The book, Resettling the Range: Animals, Ecologies, and Human Communities in British Columbia is a new study of the occupation of the Cariboo-Chilcotin region by ranchers and other settlers. Thistle’s book examines the ecological and historical impact of the settlement including eradicating grasshoppers and wild and feral horses from the grasslands.
“John’s book shines a light on an otherwise overlooked area of British Columbia’s history,” says Dr. Ingrid Parent, UBC’s University Librarian. “We are thrilled that this year’s Basil Stuart-Stubbs prize has been awarded to a book written by a UBC alumnus and published by UBC Press.”
Resettling the Range explores the profound consequences of eradication efforts in the BC interior in the late nineteenth and early twentieth centuries including the alteration of the ecological balance of the grasslands and the impact on the indigenous people in the area.
“I wanted to write a book about a landscape I loved. I also wanted to tell a story about the history of this place that was not limited to humanity alone, so a book that looked at the grasslands history from the vantage point of wild horses and grasshoppers was inherently attractive to me.” – John Thistle
Thistle is a PhD graduate from UBC’s department of geography and was most recently a Research Associate at Memorial University’s Labrador Institute where his work focused on the social, economic, and environmental legacies of large-scale resource extraction.
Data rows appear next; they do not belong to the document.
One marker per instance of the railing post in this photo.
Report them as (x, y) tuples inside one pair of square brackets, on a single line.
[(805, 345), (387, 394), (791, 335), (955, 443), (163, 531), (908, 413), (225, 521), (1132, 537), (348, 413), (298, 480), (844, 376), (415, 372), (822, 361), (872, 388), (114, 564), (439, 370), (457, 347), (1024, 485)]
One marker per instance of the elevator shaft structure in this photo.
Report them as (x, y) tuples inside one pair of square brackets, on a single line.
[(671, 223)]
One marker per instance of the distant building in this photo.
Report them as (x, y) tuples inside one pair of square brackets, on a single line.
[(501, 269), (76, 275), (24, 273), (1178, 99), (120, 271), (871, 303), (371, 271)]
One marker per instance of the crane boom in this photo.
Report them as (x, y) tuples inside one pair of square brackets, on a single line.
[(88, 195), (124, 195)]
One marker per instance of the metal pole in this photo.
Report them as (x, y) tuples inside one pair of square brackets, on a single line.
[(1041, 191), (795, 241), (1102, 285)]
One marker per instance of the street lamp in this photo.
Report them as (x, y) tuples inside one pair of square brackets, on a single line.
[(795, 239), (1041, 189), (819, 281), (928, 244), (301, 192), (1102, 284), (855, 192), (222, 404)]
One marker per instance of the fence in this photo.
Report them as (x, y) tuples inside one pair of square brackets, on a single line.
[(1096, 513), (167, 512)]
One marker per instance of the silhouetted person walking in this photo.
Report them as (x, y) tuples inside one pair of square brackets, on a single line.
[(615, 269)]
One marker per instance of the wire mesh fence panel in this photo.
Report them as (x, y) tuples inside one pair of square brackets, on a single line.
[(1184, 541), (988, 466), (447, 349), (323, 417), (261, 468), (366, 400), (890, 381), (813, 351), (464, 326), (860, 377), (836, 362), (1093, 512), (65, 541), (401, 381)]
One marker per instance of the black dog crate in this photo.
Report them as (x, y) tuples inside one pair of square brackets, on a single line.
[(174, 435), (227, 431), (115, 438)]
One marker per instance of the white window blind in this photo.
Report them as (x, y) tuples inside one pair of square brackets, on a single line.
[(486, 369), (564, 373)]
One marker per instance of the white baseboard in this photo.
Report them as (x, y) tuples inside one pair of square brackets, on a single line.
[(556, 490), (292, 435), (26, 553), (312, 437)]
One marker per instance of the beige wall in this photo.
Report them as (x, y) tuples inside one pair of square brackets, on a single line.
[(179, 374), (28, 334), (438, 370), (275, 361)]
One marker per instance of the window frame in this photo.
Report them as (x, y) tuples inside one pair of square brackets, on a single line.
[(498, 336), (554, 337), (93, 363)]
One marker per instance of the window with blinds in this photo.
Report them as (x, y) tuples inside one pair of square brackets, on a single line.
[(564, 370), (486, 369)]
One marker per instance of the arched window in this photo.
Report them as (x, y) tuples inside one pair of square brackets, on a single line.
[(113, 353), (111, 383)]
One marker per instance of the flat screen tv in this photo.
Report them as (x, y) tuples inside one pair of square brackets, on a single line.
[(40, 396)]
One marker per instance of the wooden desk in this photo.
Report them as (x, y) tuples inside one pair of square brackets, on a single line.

Thistle’s teaching and research interests span environmental history, economic geography, and science and technology studies. Resettling the Range is his first published book.
The two other finalists are: Lisa Pasolli’s Working Mothers and the Child Care Dilemma: A History of British Columbia’s Social Policy (UBC Press) and Maria Tippett’s Made in British Columbia: Eight Ways of Making Culture (Harbour Publishing).
About the Basil Stuart-Stubbs Prize for Outstanding Scholarly Book on British Columbia
The Basil Stuart-Stubbs Prize for Outstanding Scholarly Book on British Columbia was established in memory of Basil Stuart-Stubbs, a bibliophile, scholar and librarian who passed away in 2012. Stuart-Stubbs was formerly University Librarian at UBC Library and Director of UBC’s School of Library, Archival and Information Studies. The award, generously supported by donors, pays homage to his leadership role in many national and regional library and publishing activities, particularly in the production and distribution of Canadian books and Canadian publishing.